Une valse à mille temps

Par Coralie Gil

Une critique sur le spectacle :
Automne / De Julien Mages / Mise en scène de Jean-Yves Ruf / Théâtre la Grange de Dorigny / du 12 au 15 avril 2017 / Plus d’infos

© Vicky Althaus

Un couple âgé, une heure et demie d’avance au théâtre. L’occasion de lire le programme, de s’interroger sur le titre du spectacle, de faire surgir les souvenirs, en un dialogue rendu étrange par l’habitude de se voir tous les jours depuis cinquante ans, ponctué de silences et d’inattention. Ne pas savoir quoi dire fait surgir la parole. Tout à coup, il faut tout se confier. Automne de Julien Mages, mis en scène par Jean-Yves Ruf, provoque un subtil mélange d’émotions.

 Les feuilles mortes se ramassent à la pelle,
Tu vois je n’ai pas oublié.
Les feuilles mortes se ramassent à la pelle,
Les souvenirs et les regrets aussi,
Et le vent du nord les emporte,
Dans la nuit froide de l’oubli.
Jacques Prévert

Une valse soudaine. Valse de Vienne, dansée par le vieux couple subitement rajeuni d’une trentaine d’années. Valse à mille temps, brusquement arrêtée : la femme, triste tout à coup, va se rasseoir. Immobilise la danse et l’éveil des souvenirs d’antan. Temps mort.
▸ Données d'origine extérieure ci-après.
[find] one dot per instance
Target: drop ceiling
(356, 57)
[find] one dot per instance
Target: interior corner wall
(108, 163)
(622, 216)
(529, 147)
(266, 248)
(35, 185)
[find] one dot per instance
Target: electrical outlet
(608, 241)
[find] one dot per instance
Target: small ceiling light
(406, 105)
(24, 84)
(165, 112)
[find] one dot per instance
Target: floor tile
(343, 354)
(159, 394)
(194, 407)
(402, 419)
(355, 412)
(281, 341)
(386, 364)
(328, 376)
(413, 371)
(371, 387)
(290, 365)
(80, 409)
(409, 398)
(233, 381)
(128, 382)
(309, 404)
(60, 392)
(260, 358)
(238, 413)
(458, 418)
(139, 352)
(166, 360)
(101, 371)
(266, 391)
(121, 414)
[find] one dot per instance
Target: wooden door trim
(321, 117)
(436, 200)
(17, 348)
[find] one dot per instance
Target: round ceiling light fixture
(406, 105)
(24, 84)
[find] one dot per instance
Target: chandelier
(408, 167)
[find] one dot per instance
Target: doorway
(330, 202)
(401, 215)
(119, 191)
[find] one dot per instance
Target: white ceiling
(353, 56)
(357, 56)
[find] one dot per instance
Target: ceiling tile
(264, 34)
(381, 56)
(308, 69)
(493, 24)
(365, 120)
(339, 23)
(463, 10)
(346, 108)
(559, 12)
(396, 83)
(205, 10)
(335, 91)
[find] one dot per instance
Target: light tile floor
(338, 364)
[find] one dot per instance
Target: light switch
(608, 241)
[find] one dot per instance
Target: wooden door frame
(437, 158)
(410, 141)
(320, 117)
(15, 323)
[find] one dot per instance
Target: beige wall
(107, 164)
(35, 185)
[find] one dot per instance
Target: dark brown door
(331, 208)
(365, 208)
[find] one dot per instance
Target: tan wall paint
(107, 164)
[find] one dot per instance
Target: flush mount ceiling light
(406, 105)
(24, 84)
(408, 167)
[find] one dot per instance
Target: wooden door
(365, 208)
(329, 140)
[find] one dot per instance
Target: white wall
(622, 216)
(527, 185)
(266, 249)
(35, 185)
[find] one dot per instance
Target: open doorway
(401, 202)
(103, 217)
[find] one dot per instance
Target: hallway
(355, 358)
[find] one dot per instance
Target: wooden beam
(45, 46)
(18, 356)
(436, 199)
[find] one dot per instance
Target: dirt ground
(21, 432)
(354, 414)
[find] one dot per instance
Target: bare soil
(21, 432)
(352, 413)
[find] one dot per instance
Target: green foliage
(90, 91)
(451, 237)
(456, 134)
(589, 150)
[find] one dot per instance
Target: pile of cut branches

La vie doit reprendre son cours au présent, des choses importantes doivent être dites avant le trop tard, avant le début du spectacle, avant le début de la fin : l’oubli.

Le texte de Julien Mages, mis en scène par Jean-Yves Ruf, valse lui aussi entre des instants de pure poésie, liés au passé, le temps des foins et de la Villette sur la terrasse, et le concret du moment présent, dans un langage direct et quotidien, souvent drôle parce qu’en décalage avec le registre poétique. « Ce qui m’attriste, Paul, c’est d’oublier le nom des canards », dit la femme à son mari. Le texte parfois rappelle Proust et Prévert dans l’évocation des souvenirs, tandis qu’à d’autres moments, le dialogue se fait piquant. Yvette Théraulaz et Jacques Michel livrent les mots avec simplicité, ils réussissent à dire et faire entendre cette alternance de styles avec beaucoup de naturel, sans jamais rendre le texte trop lyrique. Même embarqués dans le registre du souvenir, même rêvassant au passé, ils émettent une parole concrète, qui sonne toujours juste. Souvent, leurs regards ne se croisent pas, si ce n’est pendant la valse, ou au moment de l’aveu de l’oubli à venir.

Sur scène, des sièges rouge vif. Sièges de théâtre disposés en rang irréguliers. Ici : trois sièges et un espace. Là : quatre ou deux sièges, un espace, du vide. Leur couleur contraste avec celle, vieillie des costumes bleus et jaune pâle des deux personnages. Cela donne le sentiment d’une permanence du théâtre, dont la couleur reste intacte tandis que se succèdent les vies, ternissent les teintes. La femme demande à son mari, après lui avoir annoncé qu’elle perdra bientôt la mémoire, de continuer à aller au théâtre, même seul. Comme habitude vitale, le théâtre, nécessaire dans l’équilibre de ce vieux couple, doit être maintenu, même dans ce futur proche où l’un des deux viendra à manquer. Le vide irrégulier entre certains sièges fait lui aussi écho au silence qui surgit à certains moments de la pièce. Vide plein. Ce couple de personnes âgées, venu voir Légendes de la forêt viennoise de Ödön von Horváth, est en avance et attend, tout d’abord, en silence. Alors, le « vrai » spectateur, juste en face, toussote, gêné : « Tu penses que ça va être tout du long comme ça ? » chuchote-t-il. Les deux côtés, séparés par un quatrième mur pareil à un miroir invisible, se font face, les deux côtés attendent que le spectacle commence, que la parole reprenne. Quand le couple attend, sans sujet de conversation, le public rit : il vient de vivre la même chose. Quand le couple évoque Stratz ou le forum Meyrin, le spectateur, familier de ces noms, sourit. Quand leur spectacle commence, le nôtre se termine.